If making a larger down payment would leave you with no money to cover expenses such as closing costs, fees, homeowners insurance or repairs once the home is yours, you may want to hold on to your cash. Alternatively, you could ask family members to gift you money to put toward your down payment.
Consider Improving Your Credit Score Before You Buy a Home
Getting a mortgage when you have bad credit is certainly possible, but if you don’t need to buy a home right away, you may want to work on raising your credit score first.
“If you know there are black marks on your credit, such as late payments or accounts in collections, start making serious credit repair efforts at least six months in advance of applying for a home mortgage,” says Glenn Brunker, mortgage executive at Ally Home, the direct-to-consumer mortgage lending arm of Ally Bank. “If you can wait a year before applying for a home loan, that’s an even better time frame to get your credit and finances into top shape.”
Brunker says the first thing to do is make sure you’re paying bills on time, “since payment history is the No. 1 factor that goes into a person’s FICO score.”

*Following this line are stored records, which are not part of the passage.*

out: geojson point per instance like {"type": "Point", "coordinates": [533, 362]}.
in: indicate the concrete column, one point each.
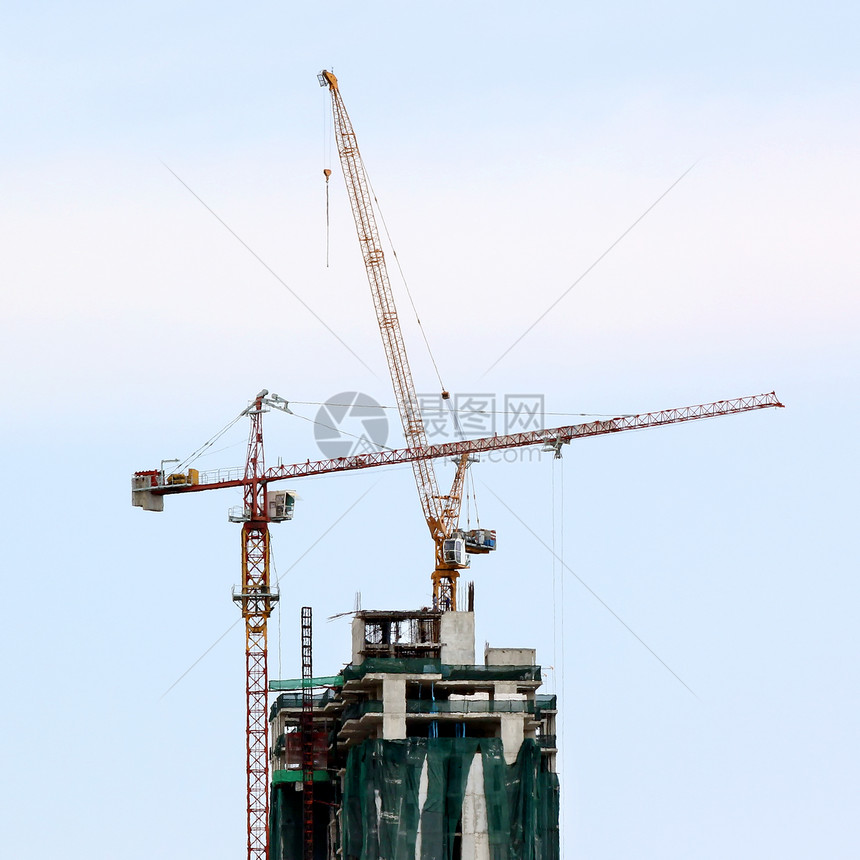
{"type": "Point", "coordinates": [457, 632]}
{"type": "Point", "coordinates": [512, 735]}
{"type": "Point", "coordinates": [393, 708]}
{"type": "Point", "coordinates": [476, 834]}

In addition to establishing a positive payment history, paying credit card balances on time could also improve your credit utilization ratio, which is the amount of your total credit limits you’re using at any given time. An ideal credit utilization ratio is about 7 percent, but anything under 30 percent could help raise your credit score.
Beeston says an easy way to stay on top of due dates is setting up automatic minimum payments from your checking account, then making sure you have the funds available in your account to cover the payment. Alternatively, you can set up alerts with your accounts to let you know when a due date is approaching.
Finally, while you’re working on your score, hold off on applying for new loans or credit lines.
“Consumers should avoid applying for a new credit card around the time they’re applying for a home loan since that requires a credit check, which can negatively impact your credit score,” Brunker says.